La vie d’artiste sera donc un peu moins cryptique au Luxembourg…

Pour Octavie Modert, tout est pour le meilleur dans le meilleur des mondes possibles. Même si la ministre de la culture admet que le Luxembourg a bien sûr un retard y compris dans la matière de la vie – ou mieux dit : viabilité – artistique, pour elle « nous disposons d’une scène culturelle fulminante, qui n’a pas à se cacher à l’international et que d’autres pays nous envient ». S’il est vrai que la concentration d’artistes est particulièrement haute au Luxembourg, il faut tout de même mettre un bémol : en art, ce n’est pas la quantité, mais la qualité qui a le dessus. Et les artistes luxembourgeois qui ont percé à l’international se comptent toujours sur les doigts d’une voire de deux mains.

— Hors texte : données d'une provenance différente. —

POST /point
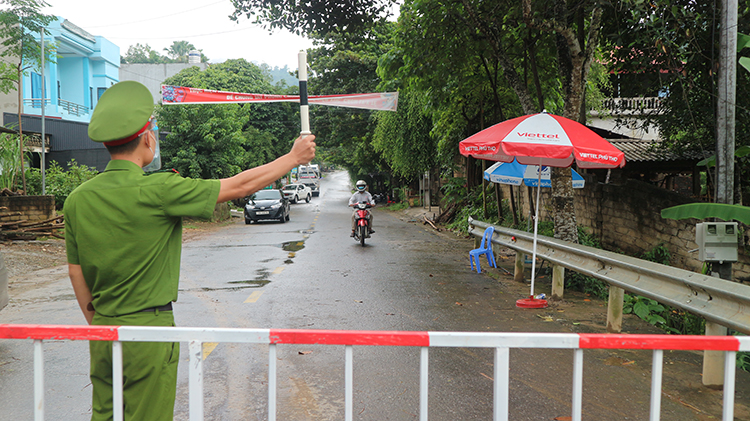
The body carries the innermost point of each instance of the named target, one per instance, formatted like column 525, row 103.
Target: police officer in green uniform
column 124, row 240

C’est que l’idée de créer un environnement propice à la création au grand-duché est relativement récente. C’est à partir du milieu des années 2000 que le ministère s’y est vraiment mis sérieusement. Avant, la règle était simple : si tu veux vivre de ton art, casses-toi à l’étranger. Car les conditions de création et l’environnement artistique y étaient – et souvent sont toujours – beaucoup mieux. Ce manque de vision peut et doit pourtant étonner : les artistes luxembourgeois que nous avons fêté comme des héros nationaux pour avoir su conquérir les critiques, musées ou galeries à l’étranger, exprimaient tout de même assez souvent un dédain ironique pour leur patrie, comme pour un oncle lointain un peu bébête et attardé. Ce qui conduisait souvent à des relations ambigües avec la patrie : d’un côté, on était content de devenir prophète dans son pays, de l’autre restait la blessure de celui qui doit quitter son nid pour devenir ce qu’il est, ou ce à quoi il aspirait. Pour Modert, la « nouvelle » politique fait tout son sens quand elle évoque la possibilité d’attirer au Luxembourg les « Creative Industries ». Même si elle met l’accent sur le « Creative », on aura bien compris qu’il s’agit aussi d’attirer des investisseurs au pays, comme c’est déjà le cas avec l’industrie du film et la myriade de coproductions « made in Luxembourg ».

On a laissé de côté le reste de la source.